Courses | Design, B.S.

Course Overview

The following documents outline a suggested course schedule.

Summary

Below are some of the courses you’ll have an opportunity to take as a student in this program. Note: This list is intended to give you a quick glimpse into the program’s academic offerings, and should not be used as a guide for course selection or academic advising. For official program requirements see catalog for details.

General Education

Senior level capstone seminar in which the student will search the Bible and the literature dealing with the topic(s) under discussion in the course leading to the discovery of means whereby the subject area may be "integrated" with Biblical truth. The results of the research will be incorporated in a paper or project which will be critiqued by the seminar members and by the professor.

An introduction to the problems, methods and concepts of philosophy with an emphasis on the issues and theories of aesthetics.

Major Courses

An introduction to drawing, perspective, line, shape, value texture and composition.

An introduction to the terms, tools and techniques of visual computing for artists using the Macintosh platform. This course is designed to train students with basic computer skills and programs such as Adobe Photoshop and Illustrator and to insure digital literacy.

A foundational course devoted to examining, exploring, and applying two-dimensional design concepts, including color theory and composition.

A foundational course devoted to examining, exploring, and applying three-dimensional design concepts, construction and composition.

A foundational course examining, exploring, and applying design concepts as they relate to time (the fourth dimension) and time-based artworks including focused studies in installation art, performance art, and video.

The first of a two-part survey of Western visual art and architecture, this course explores the ancient origins of Western art as well as its expressions in the Medieval and Renaissance periods. Works of art are discussed in terms of style, meaning, and social context.

The second of a two-part survey of Western visual art and architecture, this course explores the great contributions to this tradition from the seventeenth century through the mid-twentieth century. Works of art are discussed in terms of style, meaning, and social context.

Students develop methods of visual communication that draw on the cumulative experience of 2-D, 3-D, and 4-D coursework. Through the use of digital/analog tools and readings related to the current discourse, students explore the process of design and communication.

A study of art produced since World War II, focusing on current movements within the international art community.

A study of the design and use of letter forms and their direct application to the typographic ideas of contrast, hierarchy, and grids. Students build skills for the art of typesetting and typographic layout, and for expressive typography and conceptual thinking.

An investigation of issues and ideas in the history of design, focusing on the development of the image from the icon to motion graphics. Individual designers and significant design movements will be covered.

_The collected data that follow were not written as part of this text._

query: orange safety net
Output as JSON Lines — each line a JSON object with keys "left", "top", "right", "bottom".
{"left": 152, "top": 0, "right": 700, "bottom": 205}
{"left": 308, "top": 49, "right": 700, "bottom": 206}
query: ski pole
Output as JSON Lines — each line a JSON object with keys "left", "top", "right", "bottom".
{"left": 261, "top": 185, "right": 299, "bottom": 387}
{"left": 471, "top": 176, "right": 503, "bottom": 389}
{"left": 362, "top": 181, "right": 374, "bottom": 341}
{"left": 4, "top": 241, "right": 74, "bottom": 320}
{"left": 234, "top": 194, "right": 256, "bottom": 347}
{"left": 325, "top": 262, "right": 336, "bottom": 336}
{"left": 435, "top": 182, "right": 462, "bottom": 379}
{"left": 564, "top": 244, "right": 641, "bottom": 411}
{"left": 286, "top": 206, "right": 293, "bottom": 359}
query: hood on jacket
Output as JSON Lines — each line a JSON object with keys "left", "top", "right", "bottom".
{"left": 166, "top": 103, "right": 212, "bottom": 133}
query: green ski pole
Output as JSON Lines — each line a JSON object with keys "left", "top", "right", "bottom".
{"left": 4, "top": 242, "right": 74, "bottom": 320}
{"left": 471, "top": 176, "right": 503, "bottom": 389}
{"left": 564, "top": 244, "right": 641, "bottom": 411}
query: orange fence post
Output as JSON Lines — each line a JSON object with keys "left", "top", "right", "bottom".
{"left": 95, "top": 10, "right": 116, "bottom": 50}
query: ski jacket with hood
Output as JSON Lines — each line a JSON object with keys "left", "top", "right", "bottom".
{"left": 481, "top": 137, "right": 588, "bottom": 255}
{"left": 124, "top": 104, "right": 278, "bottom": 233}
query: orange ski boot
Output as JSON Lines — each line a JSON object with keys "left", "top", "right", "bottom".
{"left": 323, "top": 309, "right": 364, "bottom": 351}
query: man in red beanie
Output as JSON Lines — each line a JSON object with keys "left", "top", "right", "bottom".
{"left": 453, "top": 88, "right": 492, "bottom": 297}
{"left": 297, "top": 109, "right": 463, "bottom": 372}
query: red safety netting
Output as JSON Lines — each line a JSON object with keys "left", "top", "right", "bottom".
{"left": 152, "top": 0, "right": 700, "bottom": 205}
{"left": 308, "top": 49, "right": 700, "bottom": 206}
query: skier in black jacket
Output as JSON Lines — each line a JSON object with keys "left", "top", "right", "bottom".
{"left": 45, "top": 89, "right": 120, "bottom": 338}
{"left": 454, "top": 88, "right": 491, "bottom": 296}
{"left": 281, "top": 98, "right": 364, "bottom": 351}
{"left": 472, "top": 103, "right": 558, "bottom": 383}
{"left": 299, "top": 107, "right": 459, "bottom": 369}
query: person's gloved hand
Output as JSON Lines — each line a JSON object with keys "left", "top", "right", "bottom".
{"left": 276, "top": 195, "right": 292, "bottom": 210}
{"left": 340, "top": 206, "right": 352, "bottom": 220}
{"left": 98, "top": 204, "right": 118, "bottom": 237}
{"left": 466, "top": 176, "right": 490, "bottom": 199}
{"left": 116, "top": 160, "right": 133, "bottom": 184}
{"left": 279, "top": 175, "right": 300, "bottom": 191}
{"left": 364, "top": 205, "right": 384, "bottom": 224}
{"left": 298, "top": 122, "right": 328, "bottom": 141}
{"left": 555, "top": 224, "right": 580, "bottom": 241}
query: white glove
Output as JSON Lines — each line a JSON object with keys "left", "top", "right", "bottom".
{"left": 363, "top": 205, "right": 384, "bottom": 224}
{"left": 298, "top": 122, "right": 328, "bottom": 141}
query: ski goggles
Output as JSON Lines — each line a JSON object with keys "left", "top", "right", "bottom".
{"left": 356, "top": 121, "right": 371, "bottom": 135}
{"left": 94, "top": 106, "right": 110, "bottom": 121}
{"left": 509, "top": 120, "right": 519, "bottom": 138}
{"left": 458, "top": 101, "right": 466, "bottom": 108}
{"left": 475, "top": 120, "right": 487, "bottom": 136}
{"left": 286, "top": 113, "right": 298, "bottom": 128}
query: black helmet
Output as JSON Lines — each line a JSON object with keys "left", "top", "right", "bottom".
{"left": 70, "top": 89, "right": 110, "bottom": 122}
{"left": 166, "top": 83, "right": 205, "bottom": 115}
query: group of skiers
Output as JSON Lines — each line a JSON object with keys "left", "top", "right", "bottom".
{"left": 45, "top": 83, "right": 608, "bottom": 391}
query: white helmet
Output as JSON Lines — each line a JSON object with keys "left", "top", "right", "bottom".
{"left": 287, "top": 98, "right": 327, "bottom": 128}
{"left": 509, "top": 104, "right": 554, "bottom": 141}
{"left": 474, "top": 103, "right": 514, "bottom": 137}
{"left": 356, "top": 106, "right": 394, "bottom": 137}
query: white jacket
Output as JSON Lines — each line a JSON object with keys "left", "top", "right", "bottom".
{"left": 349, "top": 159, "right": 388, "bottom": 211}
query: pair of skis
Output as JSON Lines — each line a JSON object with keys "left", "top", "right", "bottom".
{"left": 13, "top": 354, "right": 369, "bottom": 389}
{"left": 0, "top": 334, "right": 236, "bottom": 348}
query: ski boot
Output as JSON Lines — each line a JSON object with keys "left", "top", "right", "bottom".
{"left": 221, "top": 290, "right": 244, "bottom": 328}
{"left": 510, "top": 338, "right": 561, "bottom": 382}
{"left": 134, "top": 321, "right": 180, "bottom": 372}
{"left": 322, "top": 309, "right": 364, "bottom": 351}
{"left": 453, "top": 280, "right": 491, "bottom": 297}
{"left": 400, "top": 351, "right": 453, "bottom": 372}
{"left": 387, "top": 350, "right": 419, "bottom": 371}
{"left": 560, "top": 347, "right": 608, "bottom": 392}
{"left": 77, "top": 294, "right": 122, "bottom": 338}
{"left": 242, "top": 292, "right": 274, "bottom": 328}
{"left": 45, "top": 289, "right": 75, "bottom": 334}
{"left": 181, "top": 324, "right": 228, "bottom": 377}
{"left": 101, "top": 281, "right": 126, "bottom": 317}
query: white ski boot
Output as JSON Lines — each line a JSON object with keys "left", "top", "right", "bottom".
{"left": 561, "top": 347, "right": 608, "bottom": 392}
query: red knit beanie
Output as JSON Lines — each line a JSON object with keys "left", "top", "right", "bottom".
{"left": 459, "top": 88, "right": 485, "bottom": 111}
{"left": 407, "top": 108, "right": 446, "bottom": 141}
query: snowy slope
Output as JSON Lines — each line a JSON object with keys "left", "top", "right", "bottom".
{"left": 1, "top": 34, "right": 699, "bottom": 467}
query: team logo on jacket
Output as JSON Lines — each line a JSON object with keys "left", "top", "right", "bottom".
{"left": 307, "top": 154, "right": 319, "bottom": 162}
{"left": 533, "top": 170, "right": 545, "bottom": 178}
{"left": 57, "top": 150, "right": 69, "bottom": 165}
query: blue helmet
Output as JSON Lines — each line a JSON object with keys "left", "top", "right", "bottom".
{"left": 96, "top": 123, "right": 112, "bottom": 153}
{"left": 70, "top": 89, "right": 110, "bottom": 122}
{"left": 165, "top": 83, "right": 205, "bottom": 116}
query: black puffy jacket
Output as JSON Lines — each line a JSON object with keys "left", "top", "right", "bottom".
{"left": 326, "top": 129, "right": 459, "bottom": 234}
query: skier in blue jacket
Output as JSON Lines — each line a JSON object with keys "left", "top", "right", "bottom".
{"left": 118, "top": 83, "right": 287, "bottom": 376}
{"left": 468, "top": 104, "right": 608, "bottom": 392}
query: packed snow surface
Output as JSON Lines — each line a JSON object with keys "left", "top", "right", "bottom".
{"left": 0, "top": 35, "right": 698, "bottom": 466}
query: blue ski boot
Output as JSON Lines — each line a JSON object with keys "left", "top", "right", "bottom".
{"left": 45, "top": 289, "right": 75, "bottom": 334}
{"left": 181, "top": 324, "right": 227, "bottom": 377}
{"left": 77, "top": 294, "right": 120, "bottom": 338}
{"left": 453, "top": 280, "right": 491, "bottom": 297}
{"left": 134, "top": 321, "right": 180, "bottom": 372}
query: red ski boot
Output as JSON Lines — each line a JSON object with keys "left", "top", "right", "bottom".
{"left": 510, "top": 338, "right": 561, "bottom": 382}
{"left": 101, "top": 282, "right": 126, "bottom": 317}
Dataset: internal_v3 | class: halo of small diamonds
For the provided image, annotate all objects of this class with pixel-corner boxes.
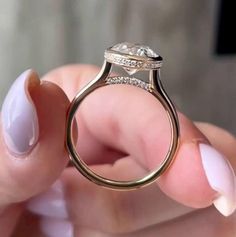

A critical exploration of current graphic design forms emphasizing core design competencies including color theory, image-text integration and problem solving. A variety of software applications such as Adobe Illustrator, Photoshop and InDesign are used in investigating mass media and examining particular strategies, imagery and delivery.

An application of typographic principles to applied communication design projects. Skills for a building typographic relationships with text, content and image are refined. Students also investigate the application of type in a variety of media and dimension, exploring the possibilities of conceptually-based typographic design.

A consideration of psychological, technical and aesthetic concerns relating to various types of communication design including 2-D, 3-D and 4-D forms. Emphasis on production processes. Discussions include consideration of art history and its influence within communication design practice.

Apprenticeship program designed to give students first-hand exposure to professional artists, designers and art institutions. Internships individually tailored to meet the needs of the student. Approved internship experiences require student to complete a minimum of 120 hours with one or more mentors or organizations.